Where immediate pain creates lasting advantage
Waysman's move from Paris to Greenville, South Carolina wasn't easy. He had to adapt to American culture, learn new codes of communication, and step outside his comfort zone on things as basic as small talk. But he framed this as an investment, not a cost.
"When you try to develop a culture of collaboration, yourself needs to be the number one collaborator."
The discomfort was the point. By doing the hard work of cultural adaptation -- learning which topics to approach with caution, understanding regional differences, building relationships with retail partners -- he created trust that couldn't be built any other way. There's no shortcut to showing up, being present, and letting people see you're invested.
This is where the competitive advantage lies. Most leaders won't do the uncomfortable work of genuine cultural integration. They'll stay in their bubble, rely on their existing playbook, and wonder why they can't build the same trust. Waysman's approach -- learning to love Krispy Kreme, traveling the country with his family, asking his kids about the best moment of their day instead of "how was school" -- isn't soft. It's strategic. It builds the relational infrastructure that makes everything else possible.
Key action items
- Resist the urge to modernize iconic assets for short-term relevance. Before changing a legacy brand element, ask whether the opportunity creates lasting value or just temporary visibility. The Michelin Man outperforms everything else they post -- your most "dated" asset might be your most valuable.
- Design your hiring process to screen for cultural fit across multiple interactions. Waysman's interview process felt like a conversation, not an interrogation. The goal was understanding values, not just capabilities. Over the next quarter, audit your hiring process: are you hiring for career or position?
- Build touchpoints across the full ownership cycle, not just the purchase moment. In low-frequency categories, the gap between purchases is where loyalty is built or lost. Invest in content, partnerships, and experiences that keep your brand present during the years when the consumer isn't buying.

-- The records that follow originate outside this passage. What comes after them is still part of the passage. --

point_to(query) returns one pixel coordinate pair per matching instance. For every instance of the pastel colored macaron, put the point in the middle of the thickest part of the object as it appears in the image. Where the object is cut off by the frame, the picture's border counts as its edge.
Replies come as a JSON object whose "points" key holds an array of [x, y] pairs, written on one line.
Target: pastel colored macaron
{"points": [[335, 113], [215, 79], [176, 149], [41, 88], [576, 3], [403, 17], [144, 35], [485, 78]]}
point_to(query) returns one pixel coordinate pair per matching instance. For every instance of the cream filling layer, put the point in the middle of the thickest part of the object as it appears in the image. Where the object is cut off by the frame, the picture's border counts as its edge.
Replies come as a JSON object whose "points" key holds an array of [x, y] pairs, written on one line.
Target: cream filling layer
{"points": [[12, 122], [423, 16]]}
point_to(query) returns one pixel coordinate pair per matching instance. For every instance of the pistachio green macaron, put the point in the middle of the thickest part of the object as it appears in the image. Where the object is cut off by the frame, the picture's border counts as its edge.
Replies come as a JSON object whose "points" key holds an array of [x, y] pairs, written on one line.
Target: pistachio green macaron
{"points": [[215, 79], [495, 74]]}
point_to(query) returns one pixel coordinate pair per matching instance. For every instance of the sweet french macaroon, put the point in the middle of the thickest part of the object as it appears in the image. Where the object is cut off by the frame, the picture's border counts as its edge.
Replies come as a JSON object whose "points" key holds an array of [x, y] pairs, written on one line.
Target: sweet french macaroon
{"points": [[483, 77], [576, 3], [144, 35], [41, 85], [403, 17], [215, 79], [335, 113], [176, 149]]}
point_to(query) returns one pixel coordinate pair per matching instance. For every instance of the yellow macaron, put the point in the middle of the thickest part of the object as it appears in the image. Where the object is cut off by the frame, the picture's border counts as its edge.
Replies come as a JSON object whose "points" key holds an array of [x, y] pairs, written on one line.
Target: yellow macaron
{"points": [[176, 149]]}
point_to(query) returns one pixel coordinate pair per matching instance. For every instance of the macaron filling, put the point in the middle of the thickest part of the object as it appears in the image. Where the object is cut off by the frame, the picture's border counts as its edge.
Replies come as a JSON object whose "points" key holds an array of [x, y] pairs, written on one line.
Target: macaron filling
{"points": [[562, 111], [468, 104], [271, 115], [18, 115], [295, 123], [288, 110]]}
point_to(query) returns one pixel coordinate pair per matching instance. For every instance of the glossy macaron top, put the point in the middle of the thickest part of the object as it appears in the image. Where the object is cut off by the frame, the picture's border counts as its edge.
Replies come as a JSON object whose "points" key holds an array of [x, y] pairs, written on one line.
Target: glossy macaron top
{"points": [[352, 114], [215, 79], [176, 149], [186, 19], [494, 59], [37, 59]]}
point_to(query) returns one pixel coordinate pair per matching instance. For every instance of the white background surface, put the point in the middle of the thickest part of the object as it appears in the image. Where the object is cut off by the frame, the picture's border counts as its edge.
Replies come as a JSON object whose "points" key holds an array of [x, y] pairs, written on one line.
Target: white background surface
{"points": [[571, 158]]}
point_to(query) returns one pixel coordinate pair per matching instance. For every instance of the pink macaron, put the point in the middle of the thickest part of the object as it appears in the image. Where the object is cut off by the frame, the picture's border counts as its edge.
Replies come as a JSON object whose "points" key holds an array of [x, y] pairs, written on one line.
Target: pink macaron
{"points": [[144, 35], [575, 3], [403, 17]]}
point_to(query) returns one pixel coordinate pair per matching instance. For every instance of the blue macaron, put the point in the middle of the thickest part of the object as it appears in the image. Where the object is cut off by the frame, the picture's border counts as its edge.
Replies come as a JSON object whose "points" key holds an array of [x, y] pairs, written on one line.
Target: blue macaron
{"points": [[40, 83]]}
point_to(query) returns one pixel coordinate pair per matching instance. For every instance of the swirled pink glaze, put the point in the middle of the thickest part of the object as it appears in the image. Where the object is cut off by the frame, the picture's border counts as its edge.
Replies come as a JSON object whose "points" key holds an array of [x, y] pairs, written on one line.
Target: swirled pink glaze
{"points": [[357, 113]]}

- Accept that some investments won't pay off for 12-18 months, and that's the point. Motorsport partnerships, cultural integration, and team development all have delayed returns. If you can't tolerate that timeline, you'll optimize for tactics that feel productive but erode long-term value.
- Do the uncomfortable work of genuine cultural adaptation. Whether it's learning small talk, understanding regional nuances, or building relationships with partners, the discomfort is the investment. This pays off in 6-12 months as trust compounds.
- Measure your team's tenure as a strategic asset, not a liability. Waysman's 2,500 years of experience in one room isn't a sign of stagnation. It's a competitive moat. Over the next quarter, ask: are you rewarding longevity or inadvertently incentivizing churn?
- Let your team see you as human. Waysman admits he's bad at poker face and doesn't hide his emotions. This creates psychological safety. The payoff isn't immediate, but over years, it builds the kind of culture where people stay for 30 years and call it the best decision of their career.